Labour: Consolidate the core vote, hold on to those who have transferred in from the Liberal Democrats, and stop any bleeding to the Greens and to UKIP. This implies the need to keep the message and the flavour radical. UKIP cannot be addressed on UKIP’s terms as that would not be consistent with the need to keep a firm hold of radicalism. This too is a battle on two fronts, but made even more complicated by the game that has to be played in the Scottish league match.
Liberal Democrats: Stop the bleeding which is going on all over the place and in all directions. Can this be done while playing on the pitch in a supporting role to the blue team? The old raison d’etre – ‘none of the above’ – is not the team song anymore; the struggle is to find new supporters from somewhere to swell the diminishing band of season ticket holders.
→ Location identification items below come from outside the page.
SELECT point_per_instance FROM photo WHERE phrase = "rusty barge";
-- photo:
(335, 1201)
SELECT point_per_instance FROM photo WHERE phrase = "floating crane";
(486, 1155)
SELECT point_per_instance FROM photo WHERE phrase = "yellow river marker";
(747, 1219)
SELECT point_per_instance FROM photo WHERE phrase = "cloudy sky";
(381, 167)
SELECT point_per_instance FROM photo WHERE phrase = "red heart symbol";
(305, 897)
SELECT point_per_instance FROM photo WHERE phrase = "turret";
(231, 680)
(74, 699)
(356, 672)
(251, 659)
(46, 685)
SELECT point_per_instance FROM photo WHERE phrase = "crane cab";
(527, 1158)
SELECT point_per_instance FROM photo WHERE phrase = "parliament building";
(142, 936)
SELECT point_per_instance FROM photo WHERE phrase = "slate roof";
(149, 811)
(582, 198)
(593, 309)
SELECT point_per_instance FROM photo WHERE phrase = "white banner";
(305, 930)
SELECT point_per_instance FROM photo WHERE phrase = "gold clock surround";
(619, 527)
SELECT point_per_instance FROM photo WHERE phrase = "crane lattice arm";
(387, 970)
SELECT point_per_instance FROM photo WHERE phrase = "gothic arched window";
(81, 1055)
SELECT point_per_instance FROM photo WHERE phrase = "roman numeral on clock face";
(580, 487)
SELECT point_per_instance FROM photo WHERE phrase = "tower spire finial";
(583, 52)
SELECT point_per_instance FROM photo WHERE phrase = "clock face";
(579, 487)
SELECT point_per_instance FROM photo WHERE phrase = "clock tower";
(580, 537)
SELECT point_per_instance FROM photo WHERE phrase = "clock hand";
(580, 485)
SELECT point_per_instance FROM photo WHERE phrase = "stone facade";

UKIP: Keep recruiting players from the other teams, keep on winning over more supporters, keep seeking all opportunities for publicity and be different. And keep playing in the ‘none of the above’ shirts. The risk is that as it gets closer to the match, questions will be asked about team strength and tactics. Most of the supporters have come on board only recently and they disagree amongst themselves on more than they agree. Are one or two common strands enough to keep this team together right through to match day?
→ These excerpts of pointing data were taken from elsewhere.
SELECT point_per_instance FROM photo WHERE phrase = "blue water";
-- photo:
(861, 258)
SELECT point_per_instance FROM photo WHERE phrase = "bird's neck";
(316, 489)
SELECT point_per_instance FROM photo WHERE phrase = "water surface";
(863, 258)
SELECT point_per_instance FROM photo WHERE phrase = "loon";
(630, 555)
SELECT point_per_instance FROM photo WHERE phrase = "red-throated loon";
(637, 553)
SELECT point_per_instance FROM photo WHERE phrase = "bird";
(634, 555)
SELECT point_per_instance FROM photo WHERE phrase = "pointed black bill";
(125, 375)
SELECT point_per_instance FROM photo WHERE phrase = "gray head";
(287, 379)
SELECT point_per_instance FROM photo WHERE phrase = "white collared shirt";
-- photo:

SNP: Keep playing in one corner of the pitch. The others are all beating themselves up elsewhere and are unlikely to get in the way, however, beware of the red team’s band of loyal supporters, who could still turn up on the day.
Greens/PC: Former minor league teams now also spread thinly across the pitch with few goal scoring opportunities, but could go for penalties. Potential increased support to be had if the other contests on the pitch end in deadlock or bloodshed.
The view from the terraces
Pentagonal politics is about to be played out on a pitch designed for the old two-team game, as determined by a first-past-the-post voting system: new game, old pitch, few rules. The crowd have plenty of teams to cheer but could well find the game a confusing spectacle, and may even be left, at the end, unclear as to whether any team has won, despite plenty of goals being scored.
The confusing game may be too much for some, who may leave before the end of contest, concluding that no team really merits support. Those who stay to the end may find the unclear result a just reflection of the relative efforts of the teams, and may even book a ticket to an early re-match. Others will think it was all such a scrappy affair that no team deserved to win anyway.